However the 2ppm/°C drift will remain. Two identical resistors should track fairly well if kept in close proximity.

You will also have to take care with inductance at such high frequencies and precision, 0.005% of 75\$\Omega\$ is only 3.75m\$\Omega\$. At 50kHz that represents around 12nH, about 10 or 15mm of straight wire. Ordinary wirewound resistors are about useless in that situation. Penetration in copper is ~0.3mm at 50kHz so wire will also have more resistance than at DC.

Frankly, the preferable solution for dividing an AC voltage when precision is required is to use a ratio transformer. You can get stability in the ppb, at least a couple orders of magnitude better than resistors.

Answer 3

A 0.05% resistor is guaranteed to be no more than that tolerance from its nominal value.

When you connect for instance four resistors in a series and parallel arrangement to get the same value, there is nothing to stop them all being high, or low, so this will not reduce the worst case deviation.

However, if you took many sets of four resistors, then the spread of total deviation would be expected to be tighter than for the individual resistors.

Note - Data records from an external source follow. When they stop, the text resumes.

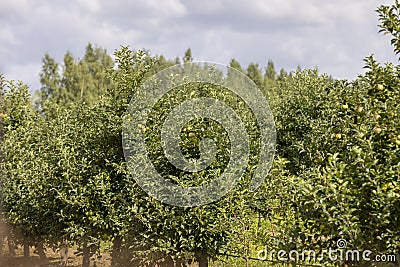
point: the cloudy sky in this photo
(333, 35)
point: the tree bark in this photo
(86, 256)
(203, 261)
(11, 246)
(116, 252)
(26, 248)
(40, 250)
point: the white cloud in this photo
(335, 36)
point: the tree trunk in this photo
(203, 261)
(40, 250)
(116, 251)
(86, 256)
(26, 248)
(168, 262)
(11, 246)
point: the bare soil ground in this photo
(53, 259)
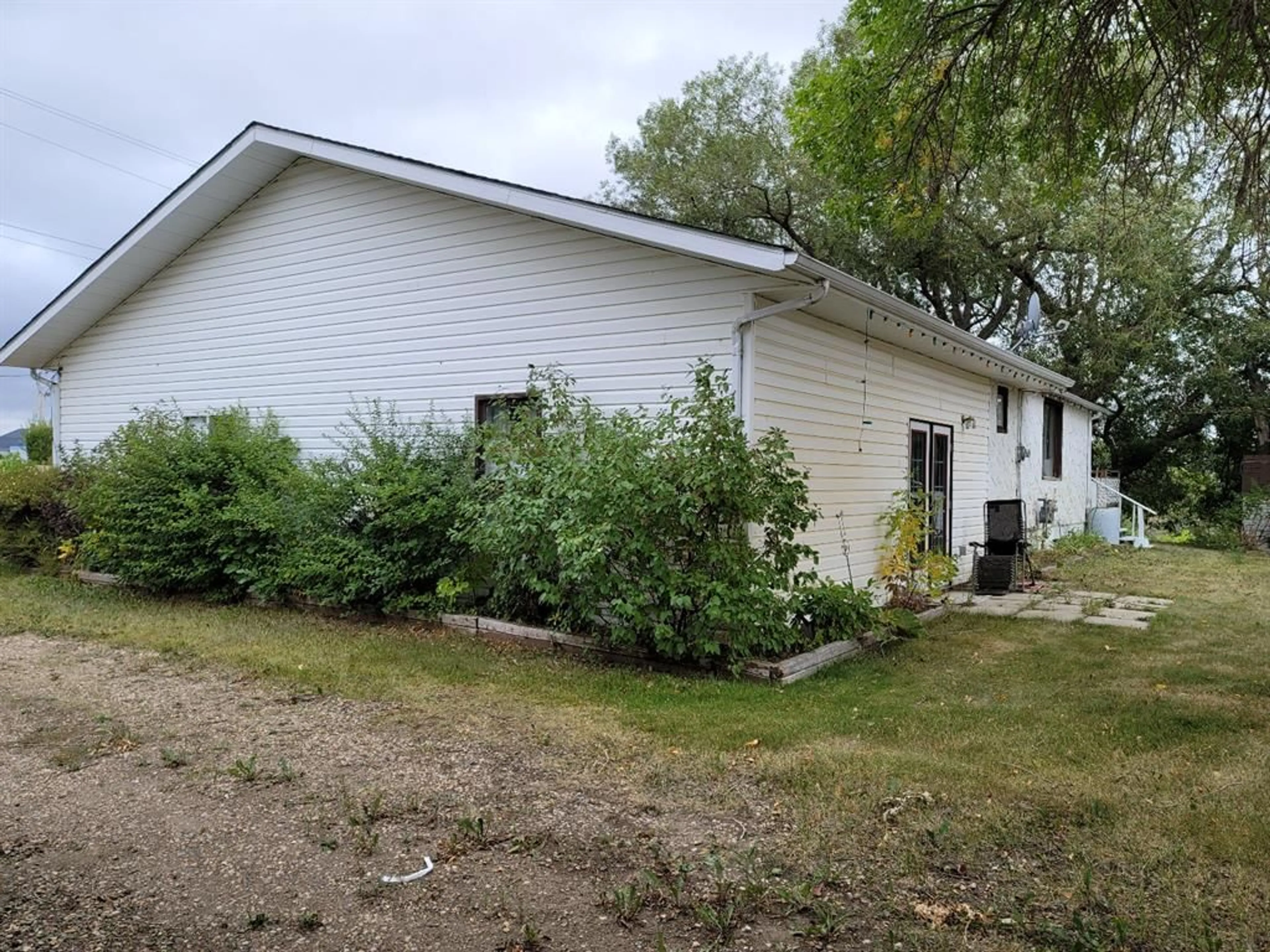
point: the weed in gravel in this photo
(627, 902)
(244, 770)
(365, 841)
(119, 738)
(529, 843)
(530, 938)
(721, 920)
(470, 833)
(365, 808)
(827, 921)
(71, 757)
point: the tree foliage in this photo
(1087, 89)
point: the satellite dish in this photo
(1031, 327)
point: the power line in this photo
(49, 248)
(46, 234)
(100, 127)
(86, 155)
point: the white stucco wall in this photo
(1011, 479)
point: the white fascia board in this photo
(915, 315)
(1095, 409)
(558, 209)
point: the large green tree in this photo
(1154, 267)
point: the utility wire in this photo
(46, 234)
(50, 248)
(100, 127)
(86, 155)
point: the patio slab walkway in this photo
(1057, 605)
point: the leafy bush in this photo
(374, 526)
(832, 611)
(40, 442)
(912, 574)
(1243, 524)
(638, 524)
(27, 489)
(175, 507)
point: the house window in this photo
(498, 412)
(1052, 441)
(930, 474)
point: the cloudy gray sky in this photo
(528, 92)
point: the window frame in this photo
(1002, 409)
(942, 540)
(482, 404)
(1052, 440)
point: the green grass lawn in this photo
(1116, 782)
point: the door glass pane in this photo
(917, 461)
(939, 492)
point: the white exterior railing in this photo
(1140, 516)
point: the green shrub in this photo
(27, 491)
(832, 611)
(40, 442)
(375, 525)
(912, 574)
(638, 525)
(175, 507)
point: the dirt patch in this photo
(147, 807)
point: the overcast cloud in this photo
(528, 92)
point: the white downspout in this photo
(55, 405)
(742, 384)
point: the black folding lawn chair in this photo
(1001, 562)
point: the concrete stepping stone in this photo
(1060, 614)
(1141, 603)
(1116, 622)
(1127, 614)
(989, 609)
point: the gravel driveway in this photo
(149, 807)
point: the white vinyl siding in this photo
(808, 382)
(332, 286)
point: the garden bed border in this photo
(785, 671)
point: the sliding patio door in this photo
(930, 471)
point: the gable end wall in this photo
(332, 286)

The problem is you're not interested in the statistics of many sets, you're only interested in the one set you have in front of you.

The benefit to buying tight tolerance resistors is that you often get a much tighter tempco (temperature coefficient of resistance) and better long term stability than is offered with 1% resistors. The manufacturers realise there's no point in selling a close tolerance resistor, if it doesn't stay that way with time and temperature changes. This allows you to trim them manually to a very close balance, and have a reasonable hope that they will stay balanced.

With 75 Ω resistors, you can get 0.01% adjustment by paralleling them with resistors of the order of 1 MΩ. These trimming resistors do not have to be high tolerance or tempco. There are ways to measure the balance of resistors with a DMM which itself has low resolution, for instance substitution in a Wheatstone bridge.

Answer 4

You can get all the way down to 0.01% for about $1~$2 per resistor with the Stackpole RNCF series of resistors.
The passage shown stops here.